A’s snap M’s 4-game win streak

  • Kirby Arnold / Herald Writer
  • Wednesday, April 21, 2004 9:00pm
  • Sports

SEATTLE – The Seattle Mariners already had pulled off one rarity, Dave Hansen’s pinch-hit home run off Tim Hudson to tie the score in the seventh inning.

Then they followed it with another unexpected event: a bullpen meltdown.

The Oakland A’s scored four runs off Mariners relief pitchers, including three in the ninth inning off Mike Myers and Shigetoshi Hasegawa to break a tie game and beat the M’s 7-4 Wednesday night at Safeco Field.

The loss ended the Mariners’ four-game winning streak and gave Oakland its first victory of the four-game series, which ends today.

“I really thought we had a good chance to win that game,” Mariners manager Bob Melvin said. “When we came back and tied it, it seemed like the momentum swung our way.
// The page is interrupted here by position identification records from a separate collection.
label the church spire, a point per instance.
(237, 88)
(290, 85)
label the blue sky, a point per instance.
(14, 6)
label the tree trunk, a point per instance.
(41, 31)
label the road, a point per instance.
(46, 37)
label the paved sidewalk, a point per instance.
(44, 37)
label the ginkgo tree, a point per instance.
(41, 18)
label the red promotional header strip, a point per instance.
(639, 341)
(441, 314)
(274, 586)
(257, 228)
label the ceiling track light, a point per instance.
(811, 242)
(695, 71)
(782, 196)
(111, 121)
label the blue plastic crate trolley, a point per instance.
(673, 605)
But their middle-of-the-order guys got it done when they needed to get it done.”

Myers, who got the final out of the A’s half of the eighth, walked Eric Byrnes to lead off the ninth before Eric Chavez poked a single between first and second.

Melvin then brought in Hasegawa, but Jermaine Dye lined a double into the left-field corner that scored both runners. Scott Hatteberg reached safely when Bret Boone couldn’t handle a bad-hop – ruled an error – and Dye scored on Erubiel Durazo’s sacrifice fly.

“Dye, I don’t know if he’s guessing right there, but he put a pretty good swing on that ball,” Melvin said. “Shiggy’s had some good success off him in the past and I guess it was his turn to get him that time.

“Our bullpen has been good. We didn’t get it done tonight and the middle of their order did.”

The last-inning crumble nullified another day of good vibes via the home run ball.

The M’s trailed 4-1 in the seventh inning when Hansen grabbed a bat and accomplished one of the most difficult feats in baseball.

He cracked the 15th pinch-hit home run of his career to put him alone in seventh place on baseball’s all-time list. Cliff Johnson is the career leader with 20 pinch homers, followed by Jerry Lynch (18), John Vander Wal (17), Gates Brown, Smoky Burgess and Willie McCovey (all with 16).

More important to the matters of the moment, Hansen’s homer tied the score 4-4 on a night when Hudson seemed hittable but not beatable.

He had allowed seven hits, walked one and hit three batters, but he turned those opportunities to dust when the Mariners tied a franchise record by grounding into five double plays.

That was in Hansen’s mind as he batted for catcher Ben Davis with one out and two runners on base in the seventh.

“I was trying to stay out of the double play,” he said. “He had a quite a few of them today, so I was trying to get the ball in the air and it just went out.”

The A’s scored early and just enough off M’s starter Gil Meche, who allowed six hits and three runs in 5 2/3 innings.

Mark Kotsay led off the game with a double and scored two batters later when Eric Chavez hit into a double play. Chavez started the fourth inning with an opposite-field home run that barely cleared the left-field fence, and the A’s nicked Meche again in the sixth when he walked the first two batters before Esteban German hit a two-out RBI single to make it 3-0.

Kevin Jarvis finished that inning but allowed a run in the seventh when Byrnes hit a leadoff double and scored on Hatteberg’s two-out double.

By then, Hudson was ahead 4-0 and seemed in command.

He also was knocking the Mariners off the plate with inside pitches, three of which hit Edgar Martinez, John Olerud and Raul Ibanez. Melvin had seen enough after Ibanez was hit in the foot in the seventh inning and he had words with plate umpire Rob Drake.

“He tries to move everybody’s feet and pitch up around Edgar’s face a lot,” Melvin said. “I just thought we should get a warning at some point. You get tired of seeing your guys get hit.”

Moments after Melvin had his say, Rich Aurilia singled to center field and Olerud singled to right, scoring Ibanez with the Mariners’ first run.

Then Hansen grabbed a bat and made it a whole new game with his homer, although it didn’t last.

“I’d much rather have won the game,” Hansen said. “I hit one out tonight, but really it didn’t matter too much.”